В подтверждение этому через несколько минут шаги нескольких человек остановились у моей камеры — и я услышал какие-то переговоры. Как я хорошо знал этот бархатный голос, который вел их и в котором по временам слышалось шипение гадюки! Через несколько минут дверь моей камеры, скрипнув ржавыми петлями, приоткрылась — и на пороге появился Юзик, ДПНК и какой-то незнакомый мне офицер с солдатом, которые стояли чуть поодаль в коридоре. Я чуть приподнялся с нар, упершись в них локтями, и ждал, что скажет мне этот демон, но ничего хорошего я, естественно, услышать не ожидал.
— Собирайся, Зугумов, с вещами, — сказал кум, безо всяких вступлений и проволочек.
Вещей у меня никаких не было, какие вещи в изоляторе? В зоне-то, конечно, у меня было кое-что, но, как я понял, их мне не видать, равно как и своих товарищей, с которыми мне вряд ли дадут попрощаться.
Юзик зашел прямо в камеру, и за ним прикрыли дверь, что уже было исключением из всяких правил.

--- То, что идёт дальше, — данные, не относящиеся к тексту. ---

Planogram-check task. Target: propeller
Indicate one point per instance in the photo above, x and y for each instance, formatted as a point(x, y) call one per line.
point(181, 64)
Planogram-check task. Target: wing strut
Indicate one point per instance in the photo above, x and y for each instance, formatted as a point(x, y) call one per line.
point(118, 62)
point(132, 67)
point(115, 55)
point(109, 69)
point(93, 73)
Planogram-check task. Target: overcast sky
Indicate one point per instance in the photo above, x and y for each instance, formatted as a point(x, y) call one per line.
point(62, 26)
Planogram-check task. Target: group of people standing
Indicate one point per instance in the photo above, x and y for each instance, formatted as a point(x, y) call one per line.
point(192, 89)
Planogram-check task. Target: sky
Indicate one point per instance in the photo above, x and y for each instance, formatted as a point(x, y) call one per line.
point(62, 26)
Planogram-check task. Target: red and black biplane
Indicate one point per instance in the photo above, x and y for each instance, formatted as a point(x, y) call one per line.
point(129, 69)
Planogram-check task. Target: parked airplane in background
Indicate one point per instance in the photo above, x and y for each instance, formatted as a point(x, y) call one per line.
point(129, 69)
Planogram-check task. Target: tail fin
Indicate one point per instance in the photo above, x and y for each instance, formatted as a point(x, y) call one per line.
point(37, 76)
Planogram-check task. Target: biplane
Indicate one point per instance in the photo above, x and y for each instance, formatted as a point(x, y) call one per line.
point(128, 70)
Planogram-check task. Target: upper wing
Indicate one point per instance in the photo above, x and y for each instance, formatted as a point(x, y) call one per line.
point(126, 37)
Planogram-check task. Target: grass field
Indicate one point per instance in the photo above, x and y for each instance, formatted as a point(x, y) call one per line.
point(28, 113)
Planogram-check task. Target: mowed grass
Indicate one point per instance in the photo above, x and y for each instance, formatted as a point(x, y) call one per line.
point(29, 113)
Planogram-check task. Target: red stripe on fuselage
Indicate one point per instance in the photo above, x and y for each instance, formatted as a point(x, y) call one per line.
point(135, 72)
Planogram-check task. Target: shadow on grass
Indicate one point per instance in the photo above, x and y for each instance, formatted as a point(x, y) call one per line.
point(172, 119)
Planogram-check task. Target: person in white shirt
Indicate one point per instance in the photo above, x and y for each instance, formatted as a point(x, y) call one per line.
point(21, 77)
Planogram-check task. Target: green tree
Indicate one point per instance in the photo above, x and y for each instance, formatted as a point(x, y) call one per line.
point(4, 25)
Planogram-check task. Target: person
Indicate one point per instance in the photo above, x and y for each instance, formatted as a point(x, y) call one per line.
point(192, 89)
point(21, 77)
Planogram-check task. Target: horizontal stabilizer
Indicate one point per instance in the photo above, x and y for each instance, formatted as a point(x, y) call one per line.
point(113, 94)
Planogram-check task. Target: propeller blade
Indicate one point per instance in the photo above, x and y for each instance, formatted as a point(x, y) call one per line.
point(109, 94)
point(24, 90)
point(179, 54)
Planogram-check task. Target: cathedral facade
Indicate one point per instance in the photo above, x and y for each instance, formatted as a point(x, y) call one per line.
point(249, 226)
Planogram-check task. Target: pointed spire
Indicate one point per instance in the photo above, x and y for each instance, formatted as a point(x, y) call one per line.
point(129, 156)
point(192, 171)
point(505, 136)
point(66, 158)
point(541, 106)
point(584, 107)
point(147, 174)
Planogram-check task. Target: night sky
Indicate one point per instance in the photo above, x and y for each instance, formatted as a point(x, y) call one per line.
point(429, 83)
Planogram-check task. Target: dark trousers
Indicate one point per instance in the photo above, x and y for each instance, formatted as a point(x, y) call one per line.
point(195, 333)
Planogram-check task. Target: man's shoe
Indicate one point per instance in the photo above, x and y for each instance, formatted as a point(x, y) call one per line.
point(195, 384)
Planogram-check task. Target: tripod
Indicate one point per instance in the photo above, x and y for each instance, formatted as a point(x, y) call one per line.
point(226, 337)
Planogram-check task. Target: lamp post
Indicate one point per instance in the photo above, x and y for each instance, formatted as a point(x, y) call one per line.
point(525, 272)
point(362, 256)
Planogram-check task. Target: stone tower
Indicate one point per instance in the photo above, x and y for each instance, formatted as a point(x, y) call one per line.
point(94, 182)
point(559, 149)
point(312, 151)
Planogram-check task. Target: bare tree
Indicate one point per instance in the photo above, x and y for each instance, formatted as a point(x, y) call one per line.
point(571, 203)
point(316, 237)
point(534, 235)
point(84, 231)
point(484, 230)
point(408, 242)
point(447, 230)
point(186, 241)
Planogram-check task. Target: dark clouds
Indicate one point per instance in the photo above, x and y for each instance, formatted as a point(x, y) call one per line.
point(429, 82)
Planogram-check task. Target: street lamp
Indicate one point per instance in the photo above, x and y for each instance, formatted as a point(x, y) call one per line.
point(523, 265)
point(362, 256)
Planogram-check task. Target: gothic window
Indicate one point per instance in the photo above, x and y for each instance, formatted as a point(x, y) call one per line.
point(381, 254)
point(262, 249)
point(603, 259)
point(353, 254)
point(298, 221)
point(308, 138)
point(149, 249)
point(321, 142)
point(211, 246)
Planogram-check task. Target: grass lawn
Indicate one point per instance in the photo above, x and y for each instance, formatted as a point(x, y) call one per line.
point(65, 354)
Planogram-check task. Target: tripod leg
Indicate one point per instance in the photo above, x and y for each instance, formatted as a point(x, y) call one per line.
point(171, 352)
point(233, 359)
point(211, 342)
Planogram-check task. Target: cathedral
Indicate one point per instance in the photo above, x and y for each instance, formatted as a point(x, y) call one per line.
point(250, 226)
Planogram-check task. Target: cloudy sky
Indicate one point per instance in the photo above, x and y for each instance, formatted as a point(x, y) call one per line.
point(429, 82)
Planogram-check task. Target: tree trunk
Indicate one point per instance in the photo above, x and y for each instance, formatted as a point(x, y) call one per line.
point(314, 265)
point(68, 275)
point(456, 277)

Медленным взглядом он окинул келью арестанта, как я называл про себя свою обитель, независимо от того, в какой камере тюрьмы или лагеря я сидел, затем взгляд его остановился на нарах, где открыто лежали курево, чай и некоторые харчи.
— Видишь, как заботится администрация о твоем здоровье: ничего не трогает, разрешая тебе в изоляторе и курить, и есть вольные продукты. Ты должен ценить такое отношение к себе, Зугумов, — сказал кум тоном эсэсовского врача-экспериментатора, при этом еще и мило, хотя и с ехидцей, улыбаясь.
После такого начала я уже был уверен, что ничего хорошего меня не ждет, ибо это был пряник, ну а кнут, я знал, должен был появиться позже, при определенных обстоятельствах, естественно, но иллюзиями я себя, конечно же, не тешил.